Duquesne’s Encore Show Choir broke in twice. First, to sing “Love Song” and then again to sing “Beautiful Day.” Their voices were lovely, but I would have loved to have seen more movement from them. Maybe I’ve just been watching too much “Glee.”
“Kaboom,” music by Ursula 1000 and choreography by Fuller, was a lively and colorful tap piece. The tappers were well in sync and formed a cohesive group, which included Fuller, Freger, Yohe, Caligiuri and Kelly Folk.
“Power Trip Ballad and Requiem for a Dream” (music by Maria Mena and Clint Mansell) showcased the talents of Messino both as choreographer, and as a soloist.
This was a high energy routine that required the strength of all dancers involved, including Potter, Messino, O’Rorke, Comunale, Duespohl, Cerimele and Bristow. While Potter fought for his power trip, he was quickly unplugged by the girls as the swirled around him. Potter made some fantastic lifts, highlighting his strength as a dancer and gymnast. The technique of all the dancers was showcased in this piece, as well as their ability to tap into the darker side of their emotions.
A powerful routine to hold the audience’s attention right before intermission.
Expression through movement was the message, and that was never clearer than right after intermission, when only the silhouettes of the dancers were available to the audience.
“The Magic of Us,” music by Bim and The Section Quartet, choreography by Fosbenner, showcased the talents of Salter, Fronczekk, Alexander, Fosbenner and Laidlaw. This was another heavily technical modern number.
The dancing was silhouetted again when Fosbenner, Alexander, Climo, Laidlaw, Freger, Fuller, Stokowski, Fronczekk and Livingston gracefully brushed the stage to choreography by Alexander and music by Imogen Heap, Never Shout Never, and Mumford and Sons, “Sweeping Insensitivity.”
Hip-hop was brought in by Sparkman and her class, including Comunale, Kusher, Carbaugh, Coleman, Cunningham, McGinty, Miller, Mulkins, Dara Stockdell ,Trill, Audra Joseph and Lisa Master.
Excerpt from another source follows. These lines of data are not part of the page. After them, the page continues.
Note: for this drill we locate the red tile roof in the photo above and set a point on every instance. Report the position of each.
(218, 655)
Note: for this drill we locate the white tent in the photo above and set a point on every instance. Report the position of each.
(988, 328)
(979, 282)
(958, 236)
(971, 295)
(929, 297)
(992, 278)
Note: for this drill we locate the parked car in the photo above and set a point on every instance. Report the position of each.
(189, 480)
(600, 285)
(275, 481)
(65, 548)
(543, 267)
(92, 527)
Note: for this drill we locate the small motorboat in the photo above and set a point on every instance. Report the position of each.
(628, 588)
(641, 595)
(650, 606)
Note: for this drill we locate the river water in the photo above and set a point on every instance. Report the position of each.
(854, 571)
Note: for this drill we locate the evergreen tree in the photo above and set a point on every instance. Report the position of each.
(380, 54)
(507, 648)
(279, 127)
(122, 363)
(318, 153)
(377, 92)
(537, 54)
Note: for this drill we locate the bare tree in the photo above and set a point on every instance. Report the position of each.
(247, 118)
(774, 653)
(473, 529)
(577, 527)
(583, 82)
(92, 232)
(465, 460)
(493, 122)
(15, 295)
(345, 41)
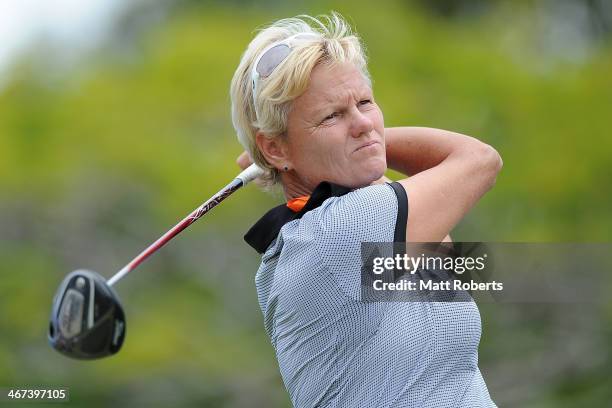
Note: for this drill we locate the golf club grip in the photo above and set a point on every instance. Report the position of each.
(242, 179)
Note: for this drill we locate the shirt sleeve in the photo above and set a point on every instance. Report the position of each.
(371, 214)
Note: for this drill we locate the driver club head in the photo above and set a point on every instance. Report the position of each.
(87, 320)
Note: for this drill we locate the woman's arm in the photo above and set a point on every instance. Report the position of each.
(450, 173)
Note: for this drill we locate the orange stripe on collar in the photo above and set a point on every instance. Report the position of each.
(296, 204)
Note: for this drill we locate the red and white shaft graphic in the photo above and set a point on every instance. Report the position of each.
(249, 174)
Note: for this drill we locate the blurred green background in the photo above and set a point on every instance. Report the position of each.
(101, 153)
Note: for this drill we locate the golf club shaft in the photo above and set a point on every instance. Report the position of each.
(241, 180)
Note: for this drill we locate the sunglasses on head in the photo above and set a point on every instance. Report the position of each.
(272, 56)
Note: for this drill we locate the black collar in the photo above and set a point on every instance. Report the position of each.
(261, 235)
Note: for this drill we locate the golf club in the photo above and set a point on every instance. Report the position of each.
(87, 319)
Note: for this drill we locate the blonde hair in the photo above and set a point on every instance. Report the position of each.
(334, 43)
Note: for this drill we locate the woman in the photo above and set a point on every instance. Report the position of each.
(303, 108)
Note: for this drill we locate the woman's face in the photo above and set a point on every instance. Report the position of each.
(335, 130)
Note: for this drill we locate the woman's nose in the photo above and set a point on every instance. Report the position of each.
(360, 123)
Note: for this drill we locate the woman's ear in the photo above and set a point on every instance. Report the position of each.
(274, 150)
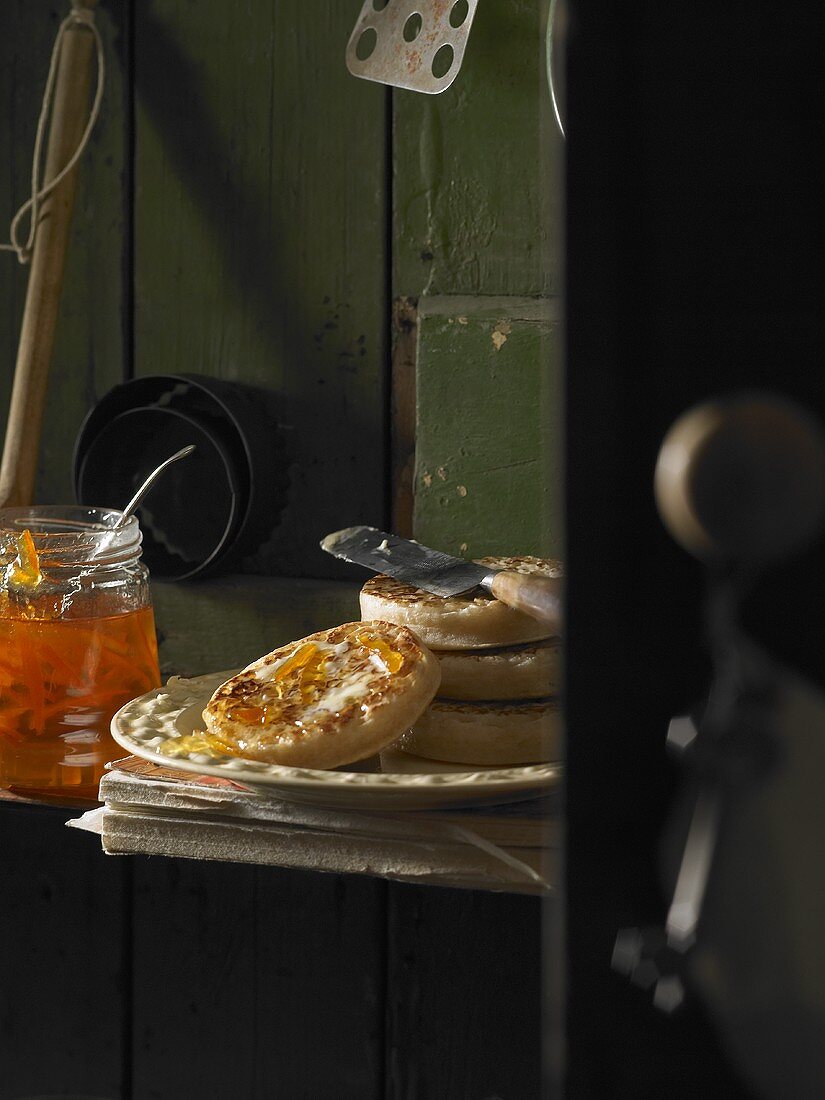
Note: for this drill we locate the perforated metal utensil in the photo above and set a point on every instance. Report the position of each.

Music was”Dizzy” by Day 26. Hip-hop is hard to feel, especially if you are a ballet-trained dancer, and it was evident that some of the dancers in this number where trying to break free from technique so they could express themselves through unstructured movement.
“Man! I Feel Like a Woman!” by Shania Twain was used by the baton class, including Yohe, Veschio, Herr, Mellor, Patty Camarda, Alexis Ellis, Jenna Lowrey, Carley Risley and Brittany Yu. Yohe choreographed this piece, and batons flew high, with some batonists twirling more than one.
Salter had her number “Rock Your Soul” by Elisa do just that with the intermediate class. These girls are learning fast; their technique is growing, but it was their movement and emotional connection with the audience that really made the piece draw you in.
“Settle Down,” music by Kimbra and choreography by Fuller, was my favorite piece of the evening. It was modern, sexy and quirky, and incorporated dancers with incredible technique and theatrics: Fuller, Salter, Cerimele, Livingston and Freger. The girls took on the idea of the old-fashioned wife and quickly flipped it on its head, whipping their aprons off and dancing with pizzazz.
“Gotcha” was a trio choreographed by Messino, with music by Liza Minelli. Messino, Comunale and O’Rorke were sassy and sizzling in this number slightly reminiscent of “Cell Block Tango” from “Chicago.”
No one saw what was coming when the dancers came out to take their final bows – and then rush the audience to music by Fun Ft. Janelle Monae (Alvin Risk Remix) and choreography by Sparkman. Dancers took the floor and aisles as they danced their hearts out one last time before the curtain came down and another season with Exhalations Dance Theatre came to a close.